The three-stage embattled Kentish tower has diagonal buttresses with set-offs and an octagonal southeast stair turret rising above the tower roof. The west doorway and window have 20th-century renewed masonry. The south aisle has renewed 20th-century square-headed Perpendicular-style windows with cusped heads and one blocked lancet. The Perpendicular porch has a stoup, diagonal buttresses, and a doorway in a square-headed frame with carved spandrels. The east window is a three-light window with a shallow segmental arch and cusped lights; the east window of the southeast chapel has uncusped lights. The north aisle, added in 1855, is in the Decorated style with buttresses and three-light windows.

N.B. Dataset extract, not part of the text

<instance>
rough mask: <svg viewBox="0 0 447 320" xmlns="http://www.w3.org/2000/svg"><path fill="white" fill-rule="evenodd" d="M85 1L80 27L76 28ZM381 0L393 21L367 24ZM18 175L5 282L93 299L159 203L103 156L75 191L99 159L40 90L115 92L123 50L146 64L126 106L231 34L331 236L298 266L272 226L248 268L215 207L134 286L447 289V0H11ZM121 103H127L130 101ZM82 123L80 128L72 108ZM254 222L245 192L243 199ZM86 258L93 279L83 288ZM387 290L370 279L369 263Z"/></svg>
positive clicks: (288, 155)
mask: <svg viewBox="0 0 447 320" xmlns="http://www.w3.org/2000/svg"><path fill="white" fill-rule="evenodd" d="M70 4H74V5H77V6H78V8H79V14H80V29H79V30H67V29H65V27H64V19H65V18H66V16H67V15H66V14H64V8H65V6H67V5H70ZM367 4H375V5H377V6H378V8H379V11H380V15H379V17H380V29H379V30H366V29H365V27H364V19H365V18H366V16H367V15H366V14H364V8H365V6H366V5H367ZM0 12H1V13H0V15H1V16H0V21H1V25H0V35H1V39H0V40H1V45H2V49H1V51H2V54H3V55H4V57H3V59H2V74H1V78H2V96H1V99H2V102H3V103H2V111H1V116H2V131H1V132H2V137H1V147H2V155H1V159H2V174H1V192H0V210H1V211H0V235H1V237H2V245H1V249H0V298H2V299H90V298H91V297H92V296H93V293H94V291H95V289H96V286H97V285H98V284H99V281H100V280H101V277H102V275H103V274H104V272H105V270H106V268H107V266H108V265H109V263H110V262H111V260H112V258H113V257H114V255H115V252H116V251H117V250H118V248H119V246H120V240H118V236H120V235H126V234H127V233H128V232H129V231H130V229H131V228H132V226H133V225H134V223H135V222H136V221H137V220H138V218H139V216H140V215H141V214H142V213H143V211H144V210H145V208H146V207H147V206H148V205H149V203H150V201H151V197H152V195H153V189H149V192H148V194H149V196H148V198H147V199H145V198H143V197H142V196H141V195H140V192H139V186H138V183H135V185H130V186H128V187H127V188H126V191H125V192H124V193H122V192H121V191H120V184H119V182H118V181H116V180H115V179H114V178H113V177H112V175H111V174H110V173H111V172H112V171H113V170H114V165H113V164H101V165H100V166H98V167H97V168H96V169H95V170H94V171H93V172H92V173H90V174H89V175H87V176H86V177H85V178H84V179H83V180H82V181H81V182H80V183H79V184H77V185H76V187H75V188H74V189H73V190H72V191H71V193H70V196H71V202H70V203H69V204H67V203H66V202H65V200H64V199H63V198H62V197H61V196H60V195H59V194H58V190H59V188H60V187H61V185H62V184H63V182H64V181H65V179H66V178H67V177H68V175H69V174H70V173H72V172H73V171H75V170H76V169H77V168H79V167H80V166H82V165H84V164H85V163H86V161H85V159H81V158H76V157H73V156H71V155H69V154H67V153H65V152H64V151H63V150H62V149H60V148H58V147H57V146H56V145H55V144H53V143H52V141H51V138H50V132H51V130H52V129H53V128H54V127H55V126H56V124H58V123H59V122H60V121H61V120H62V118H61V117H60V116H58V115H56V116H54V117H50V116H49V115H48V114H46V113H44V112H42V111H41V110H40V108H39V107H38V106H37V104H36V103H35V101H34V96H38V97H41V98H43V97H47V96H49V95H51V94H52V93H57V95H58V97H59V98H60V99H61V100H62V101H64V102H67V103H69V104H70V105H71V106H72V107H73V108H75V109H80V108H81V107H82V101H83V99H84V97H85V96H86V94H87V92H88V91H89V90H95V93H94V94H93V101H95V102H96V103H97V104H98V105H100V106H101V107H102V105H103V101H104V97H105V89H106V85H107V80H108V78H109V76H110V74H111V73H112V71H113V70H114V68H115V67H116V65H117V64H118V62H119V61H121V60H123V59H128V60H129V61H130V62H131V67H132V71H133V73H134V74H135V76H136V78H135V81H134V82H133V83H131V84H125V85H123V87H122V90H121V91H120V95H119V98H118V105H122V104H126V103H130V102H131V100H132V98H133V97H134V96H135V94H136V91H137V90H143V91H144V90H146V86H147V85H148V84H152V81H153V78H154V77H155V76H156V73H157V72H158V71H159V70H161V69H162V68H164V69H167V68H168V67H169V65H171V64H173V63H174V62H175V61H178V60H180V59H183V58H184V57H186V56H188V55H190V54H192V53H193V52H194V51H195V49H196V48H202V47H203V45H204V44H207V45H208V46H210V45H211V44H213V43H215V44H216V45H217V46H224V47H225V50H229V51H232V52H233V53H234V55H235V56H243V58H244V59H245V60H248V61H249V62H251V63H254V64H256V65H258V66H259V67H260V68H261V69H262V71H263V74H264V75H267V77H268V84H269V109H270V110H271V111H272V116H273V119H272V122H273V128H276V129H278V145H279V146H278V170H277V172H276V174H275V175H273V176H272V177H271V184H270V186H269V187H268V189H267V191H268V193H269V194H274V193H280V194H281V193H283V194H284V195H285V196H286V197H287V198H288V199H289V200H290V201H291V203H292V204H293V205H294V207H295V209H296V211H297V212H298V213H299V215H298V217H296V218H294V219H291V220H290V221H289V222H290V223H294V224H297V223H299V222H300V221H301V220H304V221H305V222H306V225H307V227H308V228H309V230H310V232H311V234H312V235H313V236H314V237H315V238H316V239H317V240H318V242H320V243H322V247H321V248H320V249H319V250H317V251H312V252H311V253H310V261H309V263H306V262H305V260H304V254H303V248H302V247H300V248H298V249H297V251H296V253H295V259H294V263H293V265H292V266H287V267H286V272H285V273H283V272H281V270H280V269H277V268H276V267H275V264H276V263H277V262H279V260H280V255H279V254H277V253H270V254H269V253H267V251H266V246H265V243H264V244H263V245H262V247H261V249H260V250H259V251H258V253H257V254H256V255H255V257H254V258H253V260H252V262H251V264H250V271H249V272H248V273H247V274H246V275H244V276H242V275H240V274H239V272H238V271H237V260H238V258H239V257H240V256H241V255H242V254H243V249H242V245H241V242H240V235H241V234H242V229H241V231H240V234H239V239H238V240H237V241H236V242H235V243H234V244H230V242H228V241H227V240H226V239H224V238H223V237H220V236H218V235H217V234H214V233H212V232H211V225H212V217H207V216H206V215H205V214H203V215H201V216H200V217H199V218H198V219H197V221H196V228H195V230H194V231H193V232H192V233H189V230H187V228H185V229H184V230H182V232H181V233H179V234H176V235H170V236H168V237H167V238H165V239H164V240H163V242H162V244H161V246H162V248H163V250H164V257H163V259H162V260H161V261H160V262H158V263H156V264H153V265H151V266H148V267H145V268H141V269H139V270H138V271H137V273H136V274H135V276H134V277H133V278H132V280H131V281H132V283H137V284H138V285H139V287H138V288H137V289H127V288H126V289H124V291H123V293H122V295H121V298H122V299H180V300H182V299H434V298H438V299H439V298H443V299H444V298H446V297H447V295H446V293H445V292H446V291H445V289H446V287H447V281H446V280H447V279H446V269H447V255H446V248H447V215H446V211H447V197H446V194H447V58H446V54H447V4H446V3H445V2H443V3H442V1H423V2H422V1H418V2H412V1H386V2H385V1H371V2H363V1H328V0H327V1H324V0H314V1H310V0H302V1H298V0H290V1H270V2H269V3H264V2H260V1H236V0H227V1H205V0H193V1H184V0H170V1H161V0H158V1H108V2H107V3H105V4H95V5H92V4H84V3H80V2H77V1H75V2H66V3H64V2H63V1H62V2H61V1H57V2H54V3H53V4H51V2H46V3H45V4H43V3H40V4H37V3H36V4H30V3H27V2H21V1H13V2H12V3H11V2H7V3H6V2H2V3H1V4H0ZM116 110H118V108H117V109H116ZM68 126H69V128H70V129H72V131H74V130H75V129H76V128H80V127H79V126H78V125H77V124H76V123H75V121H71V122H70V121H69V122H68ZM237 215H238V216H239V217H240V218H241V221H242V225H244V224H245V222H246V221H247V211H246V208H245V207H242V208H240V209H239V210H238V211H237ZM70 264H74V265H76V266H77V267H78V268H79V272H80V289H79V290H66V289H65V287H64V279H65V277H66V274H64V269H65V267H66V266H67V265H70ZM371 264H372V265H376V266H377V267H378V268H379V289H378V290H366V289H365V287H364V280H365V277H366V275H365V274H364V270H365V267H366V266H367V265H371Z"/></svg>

The interior contains a three-bay south aisle with round and octagonal piers having deep mouldings. The early 16th-century tower arch has engaged shafts and is filled with a glazed screen. The nave has a medieval crown-post roof on moulded ties on arched braces with carved posts on moulded stone corbels. The crown-posts have moulded bases and capitals with four-way bracing. The chancel arch is marked by timber wall posts and pierced traceried spandrels to the tie beam braces and a carved boss on the soffit. The chancel has a common rafter roof with moulded wallplate, probably of late Perpendicular date. The medieval Perpendicular south aisle roof has moulded tie beams with arched braces and open spandrels. The medieval Perpendicular porch roof has curved braces and a brattished wallplate. The 1855 north aisle has a three-bay arcade. A rood stair remains in the southwest chancel pier.
The plain octagonal late Perpendicular stone font has a 17th-century ogival openwork cover. A timber drum pulpit, dating to around 1630, has upper panels with blind perspective arches, lower panels, and a cornice with strapwork decoration. Late 19th and early 20th-century benches and choir-stalls have poppyheads. The screens to the organ chamber and southeast chapel are timber traceried and of early 20th-century date; the southeast chapel screen is dated 1932. A chancel screen of 1931 by C R Ashbee, noted in Pevsner, was removed in 1990. The east windows of the chancel and chancel chapel are signed by F W Oliphant, dated 1856 and 1858. A chandelier is dated 1725.
The church contains numerous monuments of high quality. These include a brass of around the late 14th century of very high quality and late 16th-century brasses. Many wall monuments are present, including a cartouche dated 1680 to John Chichester described as being of the highest sculptural quality, and five Grecian tablets to the Pratt family of 1832 by Chantrey. An unusual and original bronze sleeping child on a pedestal to Elizabeth Mills dates to around 1908.
The church represents a structure with a 13th-century core but extensive Perpendicular rebuilding, including a good example of a Kentish tower and medieval roofs to the nave, south aisle, porch, and probably the chancel. The fittings include a Perpendicular font with a 17th-century cover, a good 17th-century pulpit, and numerous monuments of considerable quality.